The rufous-webbed brilliant has been conclusively recorded only on the east slope of the Andes from central to southern Peru. There are also unconfirmed records in Bolivia. It inhabits the interior and edges of humid montane forest at elevations between 650 and 1700 m.

==Behavior==
===Movement===

The rufous-webbed brilliant's movements, if any, have not been documented.

===Feeding===

The rufous-webbed brilliant primarily forages for nectar in the forest's understory and its edges, though the species of flowering plants it feeds at are only slightly known.
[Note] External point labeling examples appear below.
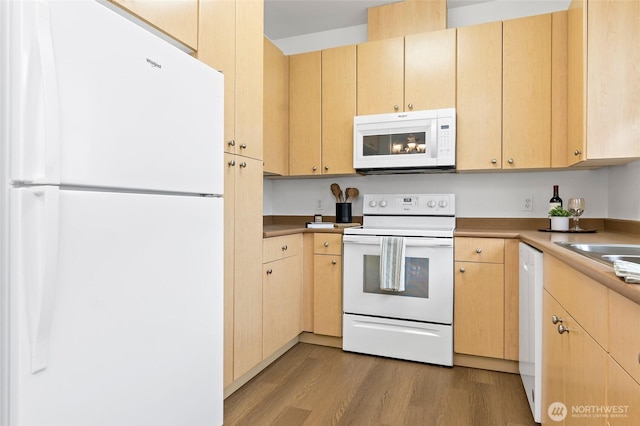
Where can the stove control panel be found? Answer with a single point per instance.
(409, 204)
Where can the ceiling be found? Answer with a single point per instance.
(289, 18)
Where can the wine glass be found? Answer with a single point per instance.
(576, 208)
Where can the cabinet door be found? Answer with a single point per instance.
(552, 357)
(430, 70)
(526, 121)
(624, 315)
(338, 109)
(479, 99)
(585, 373)
(576, 81)
(248, 273)
(282, 303)
(229, 263)
(380, 76)
(276, 110)
(305, 114)
(179, 19)
(327, 295)
(217, 22)
(479, 309)
(249, 78)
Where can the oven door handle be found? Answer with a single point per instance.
(409, 241)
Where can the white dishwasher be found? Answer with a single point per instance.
(530, 352)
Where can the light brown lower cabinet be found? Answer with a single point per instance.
(281, 292)
(486, 297)
(327, 284)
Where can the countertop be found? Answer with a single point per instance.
(543, 241)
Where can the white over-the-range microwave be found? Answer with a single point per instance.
(405, 142)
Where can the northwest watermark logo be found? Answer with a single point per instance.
(557, 411)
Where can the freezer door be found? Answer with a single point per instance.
(102, 102)
(116, 309)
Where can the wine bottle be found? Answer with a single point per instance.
(555, 201)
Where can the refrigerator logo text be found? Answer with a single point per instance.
(153, 63)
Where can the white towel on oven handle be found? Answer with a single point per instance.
(392, 263)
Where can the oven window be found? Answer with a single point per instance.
(416, 277)
(396, 143)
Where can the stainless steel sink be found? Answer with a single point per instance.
(606, 253)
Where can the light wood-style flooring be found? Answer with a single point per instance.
(319, 385)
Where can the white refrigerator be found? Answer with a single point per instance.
(111, 223)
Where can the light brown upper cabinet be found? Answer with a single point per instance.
(305, 113)
(322, 103)
(231, 40)
(479, 97)
(406, 17)
(604, 82)
(276, 110)
(526, 93)
(417, 72)
(176, 18)
(338, 109)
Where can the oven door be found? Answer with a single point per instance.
(428, 294)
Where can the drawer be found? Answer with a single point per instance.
(585, 299)
(489, 250)
(624, 339)
(325, 243)
(276, 248)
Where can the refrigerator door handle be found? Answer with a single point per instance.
(38, 159)
(39, 261)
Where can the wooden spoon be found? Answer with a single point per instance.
(352, 193)
(336, 191)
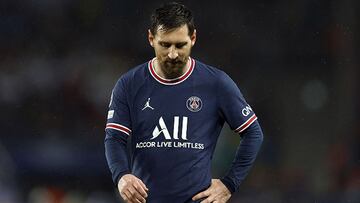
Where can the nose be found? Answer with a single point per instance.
(173, 53)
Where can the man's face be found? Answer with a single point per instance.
(172, 48)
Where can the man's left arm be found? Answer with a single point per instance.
(242, 119)
(250, 144)
(221, 189)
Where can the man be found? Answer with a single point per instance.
(173, 109)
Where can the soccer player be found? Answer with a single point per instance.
(173, 108)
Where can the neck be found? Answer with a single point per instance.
(170, 73)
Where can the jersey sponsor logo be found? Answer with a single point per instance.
(171, 141)
(246, 111)
(147, 105)
(164, 130)
(194, 104)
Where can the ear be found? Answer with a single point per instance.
(151, 38)
(193, 38)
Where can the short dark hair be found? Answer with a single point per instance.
(170, 16)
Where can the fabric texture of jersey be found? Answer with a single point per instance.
(174, 126)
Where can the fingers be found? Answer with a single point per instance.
(136, 196)
(140, 189)
(132, 189)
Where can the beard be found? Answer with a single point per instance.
(174, 68)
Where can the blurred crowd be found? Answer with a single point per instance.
(295, 62)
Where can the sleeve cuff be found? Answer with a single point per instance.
(118, 177)
(229, 184)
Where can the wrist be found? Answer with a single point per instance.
(229, 184)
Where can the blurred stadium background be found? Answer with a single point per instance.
(296, 62)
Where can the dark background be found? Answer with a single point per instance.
(296, 62)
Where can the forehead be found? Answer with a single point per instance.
(173, 35)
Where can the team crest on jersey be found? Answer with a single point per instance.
(194, 104)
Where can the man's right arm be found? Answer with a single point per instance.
(118, 129)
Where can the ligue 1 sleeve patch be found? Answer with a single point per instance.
(110, 114)
(194, 104)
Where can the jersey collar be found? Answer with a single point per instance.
(173, 81)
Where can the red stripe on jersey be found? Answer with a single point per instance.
(175, 80)
(246, 124)
(118, 127)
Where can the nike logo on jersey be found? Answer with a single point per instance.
(147, 105)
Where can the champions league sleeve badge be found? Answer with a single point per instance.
(194, 104)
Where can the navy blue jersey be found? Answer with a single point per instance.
(174, 125)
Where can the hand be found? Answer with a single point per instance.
(132, 189)
(216, 193)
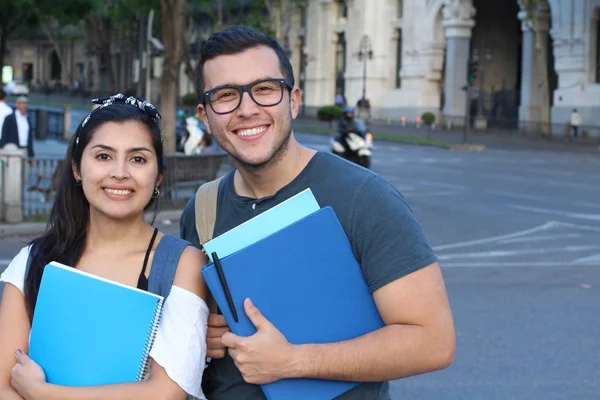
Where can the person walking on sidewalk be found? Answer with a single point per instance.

It also eats small insects.

===Breeding===

The rufous-webbed brilliant's breeding phenology has not been documented.

===Vocalization===

The rufous-webbed brilliant's song is "a series of chew notes interspersed with a short, rapid, descending trill." Its call is "a sweet, descending tew".

==Status==

The IUCN has assessed the rufous-webbed brilliant as being of Least Concern. It has a large range, but its population size is unknown and believed to be decreasing. No specific threats have been identified. It is considered uncommon to fairly common in Peru. It "shows some tolerance of habitat fragmentation, degradation and disturbance; however, outright forest clearance is expected to cause local population declines."